Garcetti was present at the Wilmington groundbreaking. He was absent at the San Pedro groundbreaking because he was in Sacramento earlier in the day with Gov. Gavin Newsom. Newsom is laying out a directive asking for anyone to help with the homeless crisis.

“We will use any piece of property,” Garcetti said. “We inventoried all of our properties about four years ago now. So we know what will work, absolutely. And we know what won’t, sometimes it’s just a little sliver of something you can’t put anybody on.”

Newsom has put together a strike team across different city departments to work together on homeless issues, Garcetti said.

The city previously opened a shelter in Watts and two former homeless people who live at the shelter spoke at both groundbreakings. Kelvin Bryant lived on the streets for seven years and was in shelters before, but did not care for them and expected the same from the bridge home.

“I thought it would be like any other shelter,” Bryant said. “You go in there and you smell the smell and you get up and you get out and people treat you bad. But this one, it’s like they’re almost family there.”
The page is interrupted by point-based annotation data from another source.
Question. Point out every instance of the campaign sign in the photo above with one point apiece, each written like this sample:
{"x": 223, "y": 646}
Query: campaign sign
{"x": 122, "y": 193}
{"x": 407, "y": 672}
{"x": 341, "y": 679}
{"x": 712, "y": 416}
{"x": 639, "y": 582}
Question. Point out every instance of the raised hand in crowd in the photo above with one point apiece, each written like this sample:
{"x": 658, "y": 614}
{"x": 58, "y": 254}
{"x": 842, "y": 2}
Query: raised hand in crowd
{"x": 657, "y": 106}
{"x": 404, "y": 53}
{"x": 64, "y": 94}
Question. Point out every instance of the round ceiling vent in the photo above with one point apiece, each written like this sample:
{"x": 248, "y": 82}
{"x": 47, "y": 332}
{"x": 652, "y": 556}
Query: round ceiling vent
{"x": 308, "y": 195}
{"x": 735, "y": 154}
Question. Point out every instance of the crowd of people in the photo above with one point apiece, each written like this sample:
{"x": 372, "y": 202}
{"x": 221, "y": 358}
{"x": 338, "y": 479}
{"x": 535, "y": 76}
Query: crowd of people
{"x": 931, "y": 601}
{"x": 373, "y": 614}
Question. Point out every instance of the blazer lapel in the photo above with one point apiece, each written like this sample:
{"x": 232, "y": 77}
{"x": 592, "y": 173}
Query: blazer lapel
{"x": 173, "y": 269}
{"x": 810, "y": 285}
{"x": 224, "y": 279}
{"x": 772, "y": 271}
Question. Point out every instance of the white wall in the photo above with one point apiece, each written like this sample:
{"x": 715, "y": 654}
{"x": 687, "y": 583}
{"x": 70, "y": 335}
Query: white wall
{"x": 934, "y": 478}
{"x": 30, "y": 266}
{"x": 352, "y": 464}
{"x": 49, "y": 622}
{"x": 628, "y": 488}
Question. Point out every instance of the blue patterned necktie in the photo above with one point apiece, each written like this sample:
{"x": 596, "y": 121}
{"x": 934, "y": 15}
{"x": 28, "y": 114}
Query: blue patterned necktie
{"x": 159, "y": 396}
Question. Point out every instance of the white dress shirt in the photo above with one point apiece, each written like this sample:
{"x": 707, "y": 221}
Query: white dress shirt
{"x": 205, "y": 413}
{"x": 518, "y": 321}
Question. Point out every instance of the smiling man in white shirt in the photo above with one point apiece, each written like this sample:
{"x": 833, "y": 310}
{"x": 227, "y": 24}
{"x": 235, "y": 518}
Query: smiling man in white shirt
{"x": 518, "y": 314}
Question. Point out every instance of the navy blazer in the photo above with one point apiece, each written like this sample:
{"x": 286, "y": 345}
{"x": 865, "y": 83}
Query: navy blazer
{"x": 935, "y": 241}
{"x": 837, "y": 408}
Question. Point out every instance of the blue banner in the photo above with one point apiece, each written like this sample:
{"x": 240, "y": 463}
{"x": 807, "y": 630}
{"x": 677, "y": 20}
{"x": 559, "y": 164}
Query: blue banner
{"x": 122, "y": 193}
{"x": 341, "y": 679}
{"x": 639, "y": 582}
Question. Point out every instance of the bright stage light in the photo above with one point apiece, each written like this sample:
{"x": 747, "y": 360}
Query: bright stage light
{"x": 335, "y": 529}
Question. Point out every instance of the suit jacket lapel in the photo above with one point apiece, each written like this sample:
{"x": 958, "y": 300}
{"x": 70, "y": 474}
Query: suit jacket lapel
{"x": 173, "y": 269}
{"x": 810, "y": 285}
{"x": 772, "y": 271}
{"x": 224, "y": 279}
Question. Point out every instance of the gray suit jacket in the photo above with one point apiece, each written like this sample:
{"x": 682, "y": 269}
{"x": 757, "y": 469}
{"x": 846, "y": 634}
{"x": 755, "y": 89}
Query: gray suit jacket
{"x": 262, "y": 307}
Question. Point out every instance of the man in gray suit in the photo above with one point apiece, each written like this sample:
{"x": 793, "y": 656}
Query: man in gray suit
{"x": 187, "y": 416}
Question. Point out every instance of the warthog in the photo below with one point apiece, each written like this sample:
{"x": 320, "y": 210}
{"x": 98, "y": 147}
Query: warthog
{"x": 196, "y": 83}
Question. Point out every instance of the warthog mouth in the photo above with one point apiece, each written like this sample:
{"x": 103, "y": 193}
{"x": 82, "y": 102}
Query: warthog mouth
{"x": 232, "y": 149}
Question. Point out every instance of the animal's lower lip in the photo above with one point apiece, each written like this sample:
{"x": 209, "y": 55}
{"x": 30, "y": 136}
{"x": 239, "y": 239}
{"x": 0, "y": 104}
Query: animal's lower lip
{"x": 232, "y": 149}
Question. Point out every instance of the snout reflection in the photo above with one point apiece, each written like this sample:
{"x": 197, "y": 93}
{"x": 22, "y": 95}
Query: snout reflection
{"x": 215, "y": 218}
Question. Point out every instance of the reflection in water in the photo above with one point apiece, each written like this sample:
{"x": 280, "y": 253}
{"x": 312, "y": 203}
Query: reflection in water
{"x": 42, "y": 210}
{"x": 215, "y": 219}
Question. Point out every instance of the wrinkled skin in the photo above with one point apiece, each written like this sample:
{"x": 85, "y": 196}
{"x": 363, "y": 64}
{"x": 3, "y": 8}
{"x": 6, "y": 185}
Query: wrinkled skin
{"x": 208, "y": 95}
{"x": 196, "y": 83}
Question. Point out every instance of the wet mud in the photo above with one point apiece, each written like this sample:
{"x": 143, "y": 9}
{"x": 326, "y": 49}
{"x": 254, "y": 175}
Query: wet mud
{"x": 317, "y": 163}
Since coming to the bridge home, Bryant has died on the operating table, but he had a bed to come back to when he was revived.

“I was living off potato chips on the street, that’s how I had my first heart attack, because I could afford nothing else,” Bryant said.

Bryant did not have any teeth when he went into the bridge home, but he now has a full set. He recently signed a lease on an apartment.

Bryant is no longer able to work due to his health, but he said if people needed their houses painted or their grass cut, he would do it for free.

The other resident of the Watts bridge home who spoke was Laverne Green, who was living in her Cadillac for more than a year after getting divorced and going bankrupt. She is a registered nurse in Los Angeles and has been working for more than 40 years. She was the last woman to initially get a place in the Watts shelter and this was only because the previous woman who was selected to take the last spot dropped out.

Before she entered the shelter, Green decided she would try living there for 60 days and she thought she would spend those days sleeping. But the people at the bridge home believed in her and she changed her mind.

“I said I’m more than what you see right now,” Green said. “I want to work, I want to give back. I’m 61 and everybody says just go on social security, you’ll get your house and you’ll just sleep in a house, that’s it. I said no, no, no, I have to work. Forty years [of being an] economic producing individual. That’s all I’ve ever known.”

Green had lost her qualifications as a registered nurse, but the Salvation Army helped her get them back and she is currently looking for a job and permanent housing.